# Strange, new kernel error messages from snd_emu10k1

## platojones

I have an audigy card thats almost 6 years old and has worked perfectly all this time.  Sometime after I upgraded to one of the new 3.2 series Gentoo kernels, I started noticing some alarming errors in the dmesg output.  Looks like this:

```

[  130.399017] max memory size is 0x7fffffff (addr = 0x7fc3abdb9000)!!

[  130.399019] emu: failure page = 32

[  130.426933] max memory size is 0x7fffffff (addr = 0x8e00000000)!!

[  130.426935] emu: failure page = 32

[  130.488553] max memory size is 0x7fffffff (addr = 0x5f00000000)!!

[  130.488556] emu: failure page = 32

```

Sound still plays fine...so no functional impact.

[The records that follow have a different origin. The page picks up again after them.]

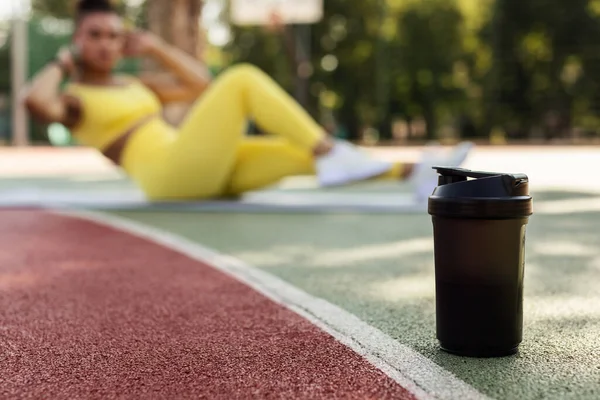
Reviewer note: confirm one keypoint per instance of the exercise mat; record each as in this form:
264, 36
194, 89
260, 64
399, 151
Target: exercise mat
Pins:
275, 200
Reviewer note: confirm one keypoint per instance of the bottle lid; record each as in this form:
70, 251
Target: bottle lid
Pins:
463, 193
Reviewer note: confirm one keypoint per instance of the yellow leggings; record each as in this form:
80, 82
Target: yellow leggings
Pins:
210, 156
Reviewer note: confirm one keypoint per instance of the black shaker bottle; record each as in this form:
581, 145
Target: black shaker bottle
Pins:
479, 243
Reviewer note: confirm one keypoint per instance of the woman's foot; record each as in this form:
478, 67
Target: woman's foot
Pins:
424, 178
345, 163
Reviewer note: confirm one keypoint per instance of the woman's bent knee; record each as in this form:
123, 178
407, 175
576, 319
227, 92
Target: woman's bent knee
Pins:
242, 73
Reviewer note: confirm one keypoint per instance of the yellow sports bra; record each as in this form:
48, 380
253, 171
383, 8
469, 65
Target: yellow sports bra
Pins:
110, 111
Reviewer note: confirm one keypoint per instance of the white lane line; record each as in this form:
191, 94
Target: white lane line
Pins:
414, 372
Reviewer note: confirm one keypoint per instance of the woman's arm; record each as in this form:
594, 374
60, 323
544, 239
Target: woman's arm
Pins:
42, 96
193, 76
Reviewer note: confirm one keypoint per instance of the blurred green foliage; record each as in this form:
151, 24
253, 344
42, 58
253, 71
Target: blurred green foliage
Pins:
423, 69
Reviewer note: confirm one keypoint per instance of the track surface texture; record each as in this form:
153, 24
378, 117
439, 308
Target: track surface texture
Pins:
90, 312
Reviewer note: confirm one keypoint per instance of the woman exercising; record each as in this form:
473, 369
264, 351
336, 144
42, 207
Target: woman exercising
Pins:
208, 155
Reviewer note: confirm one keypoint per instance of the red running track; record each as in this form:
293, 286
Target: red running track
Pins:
90, 312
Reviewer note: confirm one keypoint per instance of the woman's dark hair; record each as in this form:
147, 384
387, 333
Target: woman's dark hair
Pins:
85, 7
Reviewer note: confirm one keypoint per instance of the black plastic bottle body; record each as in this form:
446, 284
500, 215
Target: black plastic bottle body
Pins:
479, 269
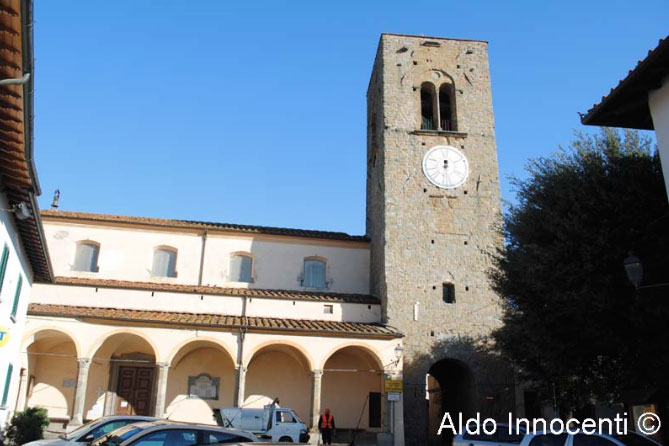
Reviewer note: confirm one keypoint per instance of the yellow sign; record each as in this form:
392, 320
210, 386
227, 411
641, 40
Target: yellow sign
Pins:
4, 335
393, 385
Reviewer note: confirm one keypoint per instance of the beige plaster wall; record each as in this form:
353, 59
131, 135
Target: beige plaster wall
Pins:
126, 253
198, 303
278, 374
51, 366
208, 360
347, 382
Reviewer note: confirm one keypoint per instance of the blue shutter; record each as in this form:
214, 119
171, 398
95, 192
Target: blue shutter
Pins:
8, 381
3, 265
19, 284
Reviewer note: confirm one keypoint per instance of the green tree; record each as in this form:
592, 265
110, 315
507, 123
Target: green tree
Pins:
572, 321
27, 426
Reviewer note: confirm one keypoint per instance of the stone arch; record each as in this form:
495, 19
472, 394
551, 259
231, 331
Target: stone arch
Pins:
307, 357
207, 364
95, 346
121, 375
279, 369
451, 387
51, 362
352, 385
367, 348
29, 338
172, 355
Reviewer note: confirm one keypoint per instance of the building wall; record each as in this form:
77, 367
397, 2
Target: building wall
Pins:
277, 365
203, 303
12, 327
126, 253
423, 236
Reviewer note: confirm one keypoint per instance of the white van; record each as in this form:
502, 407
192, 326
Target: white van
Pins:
271, 423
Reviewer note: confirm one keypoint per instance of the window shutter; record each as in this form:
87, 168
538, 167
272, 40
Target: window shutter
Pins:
19, 284
3, 265
8, 381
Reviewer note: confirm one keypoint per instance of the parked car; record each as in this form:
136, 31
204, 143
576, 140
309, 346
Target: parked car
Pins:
169, 433
501, 437
582, 439
91, 431
271, 423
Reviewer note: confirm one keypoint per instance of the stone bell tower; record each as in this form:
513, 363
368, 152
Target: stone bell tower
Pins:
433, 217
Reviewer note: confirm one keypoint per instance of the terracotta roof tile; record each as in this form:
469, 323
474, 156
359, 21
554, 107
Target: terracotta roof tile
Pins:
18, 179
626, 105
191, 224
217, 321
219, 291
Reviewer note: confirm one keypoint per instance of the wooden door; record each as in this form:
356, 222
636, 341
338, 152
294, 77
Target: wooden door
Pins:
134, 390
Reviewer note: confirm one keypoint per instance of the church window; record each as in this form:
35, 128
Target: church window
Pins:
448, 293
427, 107
164, 262
86, 257
314, 273
241, 268
446, 121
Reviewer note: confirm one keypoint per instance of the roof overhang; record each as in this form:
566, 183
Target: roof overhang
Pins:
627, 103
18, 177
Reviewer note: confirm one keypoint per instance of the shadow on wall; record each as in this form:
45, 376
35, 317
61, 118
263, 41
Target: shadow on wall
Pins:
458, 375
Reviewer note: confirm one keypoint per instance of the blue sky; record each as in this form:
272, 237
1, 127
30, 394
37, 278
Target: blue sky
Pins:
254, 112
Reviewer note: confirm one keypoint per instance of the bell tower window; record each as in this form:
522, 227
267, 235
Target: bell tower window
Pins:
446, 115
428, 107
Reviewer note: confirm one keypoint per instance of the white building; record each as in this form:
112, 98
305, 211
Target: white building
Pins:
23, 255
174, 318
640, 101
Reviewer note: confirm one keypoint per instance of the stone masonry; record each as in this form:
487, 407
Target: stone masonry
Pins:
423, 236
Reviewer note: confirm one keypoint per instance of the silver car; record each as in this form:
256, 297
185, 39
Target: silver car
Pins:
91, 431
501, 437
169, 433
582, 439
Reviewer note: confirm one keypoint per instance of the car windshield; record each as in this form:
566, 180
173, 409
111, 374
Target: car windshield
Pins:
80, 430
118, 436
631, 439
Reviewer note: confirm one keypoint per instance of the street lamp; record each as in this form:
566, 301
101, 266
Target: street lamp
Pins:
399, 350
634, 269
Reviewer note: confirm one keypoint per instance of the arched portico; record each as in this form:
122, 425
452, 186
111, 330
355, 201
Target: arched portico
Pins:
352, 387
51, 372
121, 376
279, 370
201, 376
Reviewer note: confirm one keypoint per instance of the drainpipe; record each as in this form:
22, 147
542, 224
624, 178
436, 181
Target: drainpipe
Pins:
204, 243
241, 373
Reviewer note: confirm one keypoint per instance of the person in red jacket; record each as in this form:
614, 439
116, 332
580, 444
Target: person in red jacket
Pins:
326, 425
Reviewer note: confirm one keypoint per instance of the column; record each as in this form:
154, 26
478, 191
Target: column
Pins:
240, 385
316, 398
80, 392
23, 391
161, 389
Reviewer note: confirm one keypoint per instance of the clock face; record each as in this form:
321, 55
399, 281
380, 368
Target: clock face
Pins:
446, 167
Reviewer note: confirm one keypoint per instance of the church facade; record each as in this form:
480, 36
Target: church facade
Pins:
173, 318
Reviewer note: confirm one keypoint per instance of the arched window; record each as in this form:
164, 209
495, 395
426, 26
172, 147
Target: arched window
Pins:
314, 273
86, 257
164, 262
447, 117
427, 107
241, 268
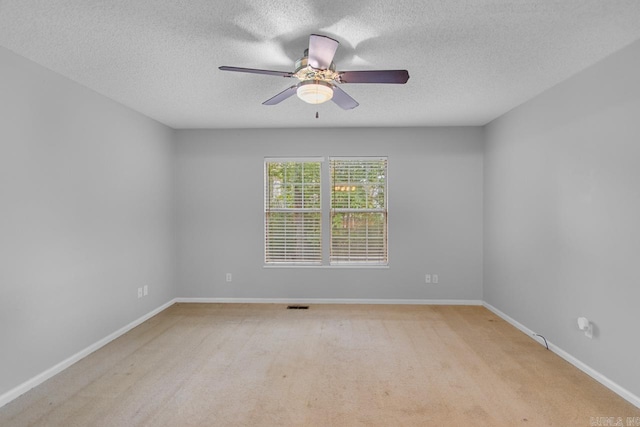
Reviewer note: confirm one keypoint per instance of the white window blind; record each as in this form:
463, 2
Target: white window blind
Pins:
293, 211
358, 211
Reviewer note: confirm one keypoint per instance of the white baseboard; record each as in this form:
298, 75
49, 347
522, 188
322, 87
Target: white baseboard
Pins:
329, 301
613, 386
42, 377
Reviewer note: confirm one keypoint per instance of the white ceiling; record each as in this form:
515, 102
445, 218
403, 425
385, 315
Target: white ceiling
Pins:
470, 61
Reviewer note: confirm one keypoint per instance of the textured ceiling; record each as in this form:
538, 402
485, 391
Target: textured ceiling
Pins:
470, 61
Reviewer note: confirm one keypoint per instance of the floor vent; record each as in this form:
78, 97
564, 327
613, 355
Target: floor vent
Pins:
297, 307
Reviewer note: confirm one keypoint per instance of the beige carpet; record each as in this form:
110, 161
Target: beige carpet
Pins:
330, 365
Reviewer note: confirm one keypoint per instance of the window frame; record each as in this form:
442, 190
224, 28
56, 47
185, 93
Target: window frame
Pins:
326, 235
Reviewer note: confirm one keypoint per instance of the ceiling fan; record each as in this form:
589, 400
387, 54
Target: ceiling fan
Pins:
318, 78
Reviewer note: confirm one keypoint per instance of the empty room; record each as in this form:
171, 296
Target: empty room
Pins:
319, 213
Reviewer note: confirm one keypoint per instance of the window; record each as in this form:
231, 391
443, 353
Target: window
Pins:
352, 220
358, 211
293, 215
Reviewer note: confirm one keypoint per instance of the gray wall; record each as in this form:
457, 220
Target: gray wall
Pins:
562, 215
435, 213
85, 218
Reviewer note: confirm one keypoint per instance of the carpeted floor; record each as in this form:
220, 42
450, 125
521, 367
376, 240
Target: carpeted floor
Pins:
330, 365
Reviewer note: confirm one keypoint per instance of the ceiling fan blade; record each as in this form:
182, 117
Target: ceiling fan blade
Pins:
343, 100
374, 76
256, 71
321, 51
281, 96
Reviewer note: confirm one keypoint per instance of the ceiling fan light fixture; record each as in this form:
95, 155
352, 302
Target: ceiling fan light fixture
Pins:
315, 91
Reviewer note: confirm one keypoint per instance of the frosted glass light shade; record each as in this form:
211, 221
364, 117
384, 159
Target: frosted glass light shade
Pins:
315, 92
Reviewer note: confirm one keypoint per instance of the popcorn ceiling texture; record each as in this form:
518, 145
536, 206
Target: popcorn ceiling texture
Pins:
469, 61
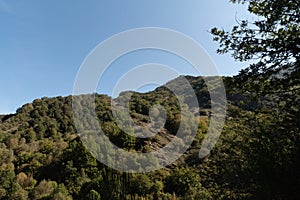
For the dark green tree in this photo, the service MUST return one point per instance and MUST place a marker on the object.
(272, 42)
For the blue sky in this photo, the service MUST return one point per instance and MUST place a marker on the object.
(43, 43)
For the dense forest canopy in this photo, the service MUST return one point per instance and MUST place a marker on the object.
(256, 157)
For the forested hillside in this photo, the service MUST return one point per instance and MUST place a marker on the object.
(256, 157)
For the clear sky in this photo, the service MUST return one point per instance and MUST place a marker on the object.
(43, 43)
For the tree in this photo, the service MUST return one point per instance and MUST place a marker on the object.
(272, 41)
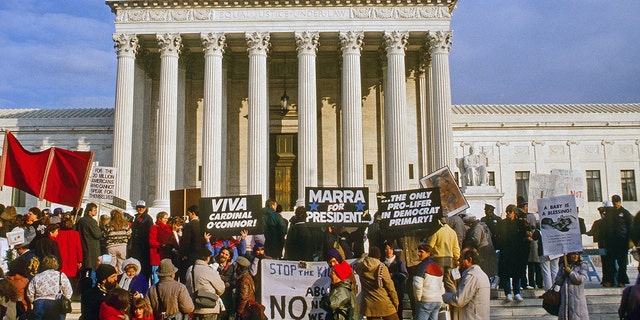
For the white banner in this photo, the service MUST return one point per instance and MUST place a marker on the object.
(102, 184)
(559, 225)
(293, 289)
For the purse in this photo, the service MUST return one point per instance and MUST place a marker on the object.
(551, 301)
(202, 298)
(62, 302)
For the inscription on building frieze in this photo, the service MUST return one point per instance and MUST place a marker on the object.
(195, 15)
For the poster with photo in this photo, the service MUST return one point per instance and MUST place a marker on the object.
(559, 225)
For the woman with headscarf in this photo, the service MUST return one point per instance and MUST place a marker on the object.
(379, 296)
(571, 278)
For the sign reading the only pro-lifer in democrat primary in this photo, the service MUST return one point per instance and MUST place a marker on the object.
(227, 216)
(347, 207)
(410, 209)
(559, 225)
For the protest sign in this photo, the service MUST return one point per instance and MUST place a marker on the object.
(295, 288)
(559, 225)
(347, 207)
(410, 209)
(102, 184)
(451, 198)
(227, 216)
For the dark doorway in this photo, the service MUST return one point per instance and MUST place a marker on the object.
(283, 171)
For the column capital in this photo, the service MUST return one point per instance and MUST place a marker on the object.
(258, 42)
(351, 42)
(440, 41)
(126, 44)
(307, 42)
(213, 43)
(396, 41)
(537, 143)
(170, 44)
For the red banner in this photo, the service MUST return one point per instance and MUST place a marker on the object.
(55, 174)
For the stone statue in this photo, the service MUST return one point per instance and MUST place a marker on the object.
(474, 169)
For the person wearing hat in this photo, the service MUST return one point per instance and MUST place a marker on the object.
(340, 303)
(140, 228)
(90, 234)
(106, 280)
(617, 236)
(201, 276)
(168, 295)
(479, 238)
(245, 293)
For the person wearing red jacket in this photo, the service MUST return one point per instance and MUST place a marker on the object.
(159, 235)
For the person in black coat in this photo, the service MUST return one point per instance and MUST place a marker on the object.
(299, 245)
(139, 242)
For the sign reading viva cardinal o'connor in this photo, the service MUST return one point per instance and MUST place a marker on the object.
(347, 207)
(227, 216)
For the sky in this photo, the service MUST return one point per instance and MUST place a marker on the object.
(59, 54)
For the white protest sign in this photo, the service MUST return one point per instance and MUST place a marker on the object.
(559, 225)
(293, 289)
(102, 184)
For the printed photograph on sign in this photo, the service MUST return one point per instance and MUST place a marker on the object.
(227, 216)
(451, 198)
(346, 207)
(410, 209)
(559, 225)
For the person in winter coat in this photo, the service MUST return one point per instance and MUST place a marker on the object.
(573, 274)
(299, 245)
(379, 297)
(471, 301)
(397, 270)
(202, 276)
(116, 306)
(131, 279)
(117, 234)
(341, 302)
(45, 287)
(428, 285)
(159, 237)
(479, 237)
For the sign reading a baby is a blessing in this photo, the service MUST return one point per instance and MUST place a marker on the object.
(347, 207)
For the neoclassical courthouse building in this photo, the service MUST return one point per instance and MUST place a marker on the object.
(267, 97)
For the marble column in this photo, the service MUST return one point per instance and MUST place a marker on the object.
(258, 105)
(170, 45)
(442, 140)
(352, 150)
(307, 46)
(126, 46)
(395, 111)
(214, 46)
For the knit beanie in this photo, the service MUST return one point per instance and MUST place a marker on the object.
(104, 271)
(343, 270)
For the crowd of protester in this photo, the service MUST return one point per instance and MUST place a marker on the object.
(124, 265)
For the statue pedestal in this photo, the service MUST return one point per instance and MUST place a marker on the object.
(477, 196)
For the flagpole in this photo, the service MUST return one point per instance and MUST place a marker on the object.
(43, 187)
(3, 164)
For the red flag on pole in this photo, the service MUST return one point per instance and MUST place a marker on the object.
(55, 174)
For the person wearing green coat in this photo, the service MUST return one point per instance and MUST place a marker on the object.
(340, 303)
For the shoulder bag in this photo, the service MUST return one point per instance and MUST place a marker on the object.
(63, 303)
(202, 298)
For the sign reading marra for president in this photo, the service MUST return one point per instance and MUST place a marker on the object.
(410, 209)
(346, 207)
(227, 216)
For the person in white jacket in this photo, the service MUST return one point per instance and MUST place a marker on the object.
(471, 300)
(428, 286)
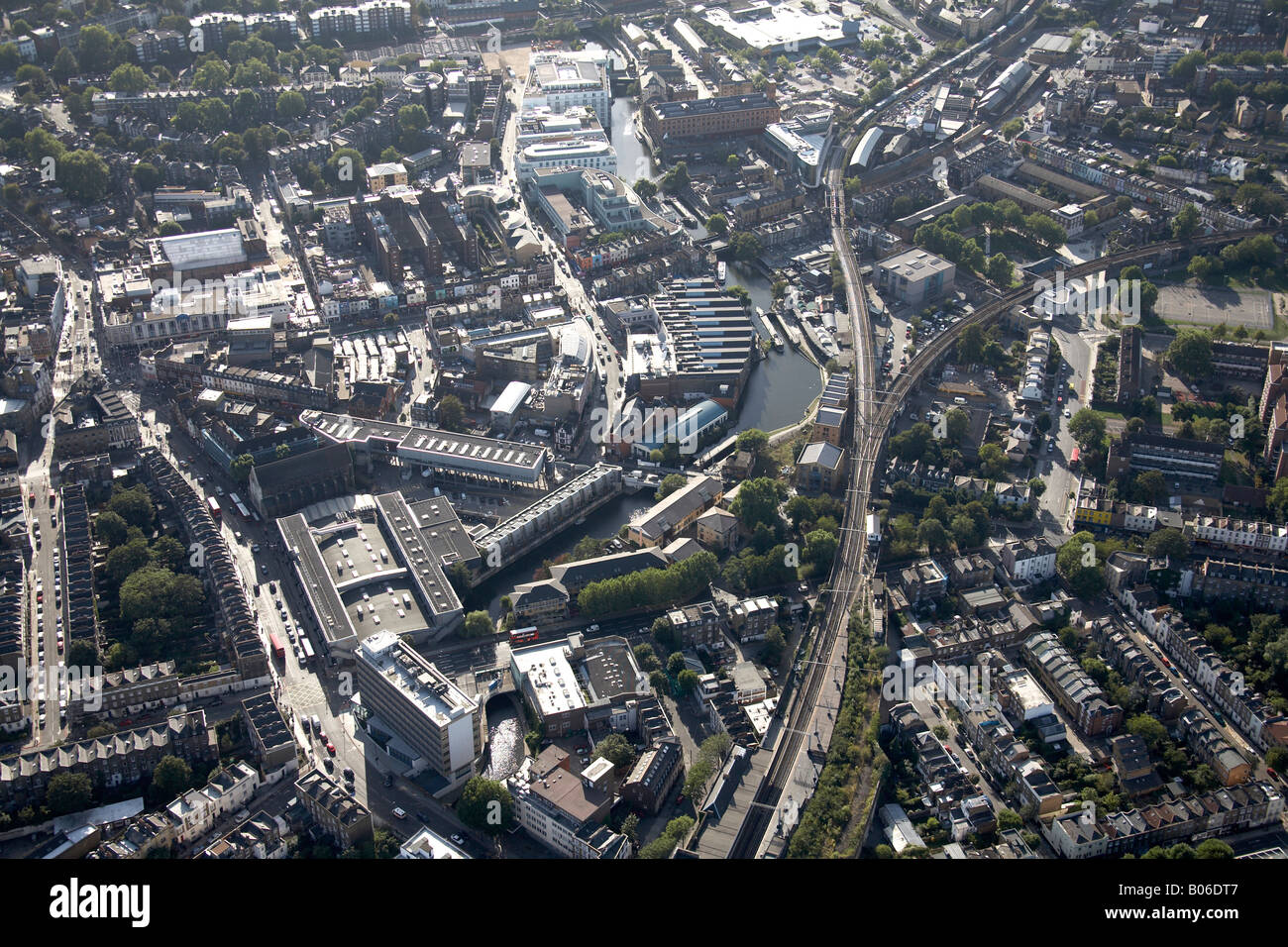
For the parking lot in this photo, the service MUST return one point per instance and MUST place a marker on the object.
(1207, 305)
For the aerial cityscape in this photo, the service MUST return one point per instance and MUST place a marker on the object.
(621, 429)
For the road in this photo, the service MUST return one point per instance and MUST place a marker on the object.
(47, 616)
(1128, 626)
(610, 394)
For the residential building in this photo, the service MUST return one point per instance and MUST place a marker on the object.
(653, 776)
(1078, 694)
(342, 817)
(913, 277)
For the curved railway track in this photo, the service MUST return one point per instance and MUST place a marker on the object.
(872, 420)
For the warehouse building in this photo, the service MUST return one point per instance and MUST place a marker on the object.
(372, 570)
(425, 719)
(450, 458)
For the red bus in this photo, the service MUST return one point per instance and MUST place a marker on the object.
(523, 635)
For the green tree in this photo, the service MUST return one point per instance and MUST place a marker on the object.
(170, 777)
(1149, 729)
(820, 549)
(451, 412)
(687, 681)
(758, 502)
(68, 792)
(478, 625)
(1214, 848)
(210, 76)
(1086, 579)
(64, 64)
(127, 560)
(485, 804)
(772, 651)
(631, 827)
(616, 750)
(1087, 428)
(134, 506)
(128, 78)
(1009, 818)
(970, 346)
(1000, 269)
(146, 175)
(240, 468)
(932, 535)
(992, 462)
(1168, 544)
(167, 553)
(213, 116)
(670, 483)
(1190, 354)
(291, 105)
(9, 58)
(755, 442)
(111, 528)
(1186, 222)
(1185, 67)
(94, 48)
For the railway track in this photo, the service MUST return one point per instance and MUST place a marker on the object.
(872, 420)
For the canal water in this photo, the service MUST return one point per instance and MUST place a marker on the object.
(503, 738)
(778, 392)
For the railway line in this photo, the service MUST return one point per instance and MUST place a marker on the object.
(872, 420)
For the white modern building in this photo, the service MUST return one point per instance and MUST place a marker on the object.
(566, 153)
(429, 723)
(562, 80)
(426, 844)
(1029, 561)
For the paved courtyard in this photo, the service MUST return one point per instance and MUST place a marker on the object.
(1205, 305)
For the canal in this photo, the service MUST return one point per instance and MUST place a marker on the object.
(503, 738)
(781, 388)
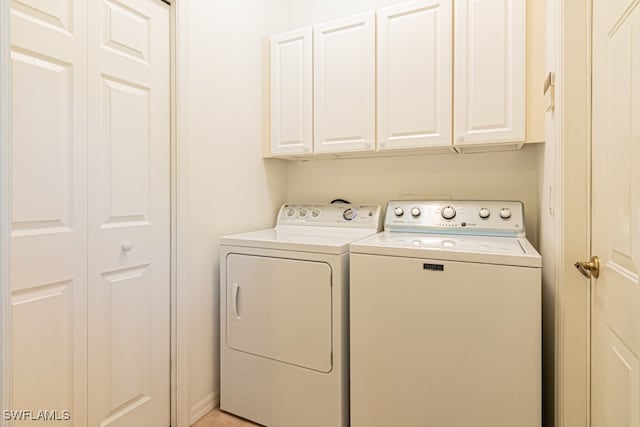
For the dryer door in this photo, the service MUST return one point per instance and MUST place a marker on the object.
(280, 309)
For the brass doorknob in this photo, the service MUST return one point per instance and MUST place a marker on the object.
(589, 269)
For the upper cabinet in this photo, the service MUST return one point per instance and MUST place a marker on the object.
(489, 72)
(292, 93)
(414, 75)
(344, 85)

Nothing has changed except my kernel versions...I'm not sure exactly when this first started showing up, but it was definitely in the 3.2 series kernels and continues after my 3.3 kernel upgrade today.  Google turned up absolutely nothing useful...only references to alsa driver source files containing the error messages.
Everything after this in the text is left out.